Just don’t do it yourself.
Leave M&A to the experts
Entrepreneurs love exploring new avenues, conquering new challenges, and for a lot of them, they look at M&A as the next thing they want to learn how to do. But, says Daniel, do you really think learning a variety of rarefied semi financial terms, i.e. M&A jargon, so that you can be proficient in the art of discussion and negotiation, is this the best use of your time and energy?
Or, could you leverage the knowledge and experience of people who use those terms as the tools of their trade all day, every day, and put your energy and time to better use elsewhere, i.e. making your business even more attractive to prospects?

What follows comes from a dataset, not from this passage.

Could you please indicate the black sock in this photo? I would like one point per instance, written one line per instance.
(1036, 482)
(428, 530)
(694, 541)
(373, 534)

A lot of M&A devolves to first principles and market norms, advises Daniel, and if you’re not proficient in the way these things are done, if you’re not fully up to speed with why things happen the way they do, it can be hard to understand the rationale behind what’s being presented to you by the otherside. It can make you instinctively suspicious that the other side is trying to pull a fast one.
“You can get pulled down in a way that is really corrosive of the relationship that you’re trying to build with your investor who’s coming in as a partner, or with your acquirer who is presumably going to be your boss. So having someone who can have difficult conversations for you, having someone who can explain to you ‘I know it sounds unreasonable, but it’s not because…’ and you can trust them because they are on your side and not on the other side.”
What due diligence to do
How fast can a deal happen? The answer, says Daniel, is that it depends. It’s heavily reliant on the amount of preparation you’ve done beforehand.
“If you commissioned the due diligence on your own business before you go to market, that enables you to close a deal much, much faster than if you are waiting for the buyer or the investor to do the due diligence at their own pace, and at their own expense during the period of exclusivity.”
So, if you’re thinking of selling in 2022 or 2023, should you do due diligence now? Well, says Daniel, vendor due diligence maps on several areas: financial, commercial, legal and technical.
But whether you do it now or not depends on several factors. Take financials, for example. Financial due diligence is done by accountants, but if you bring accountants in too soon, with every month that passes, that information gets more and more out of date. On the legal side, however, it’s less time critical.
Where it’s good to get a head start on due diligence, advises Daniel, is if you’re in the tech space and you need to look at your licensing terms, in particular your use of open source components. If you’re doing anything consumer facing, make sure your data handling T&Cs are right.
On the commercial side, you don’t need to do much due diligence before initiating your own transaction, says Daniel. Strategically, you might find it helpful as it might identify areas where you haven’t pursued growth opportunities. Having a commercial due diligence report often includes customer surveys and feedback that are often operationally very helpful. They identify areas where you’re satisfied or things could be done better.”
One thing to do tomorrow
If you’re thinking of selling your business, what is the one thing Daniel advises you to do tomorrow?
Take some advice.
“I think you could tomorrow call two or three investment banks, corporate finance advisors, get their sense of the landscape now and how it’s likely to evolve into the future.”
Figure out who the investors are that you might want to consider. Who are the corporates who have the most to gain by acquiring your company? What options are open to you? Doing this early, you invest very little, but you could potentially gain a great deal.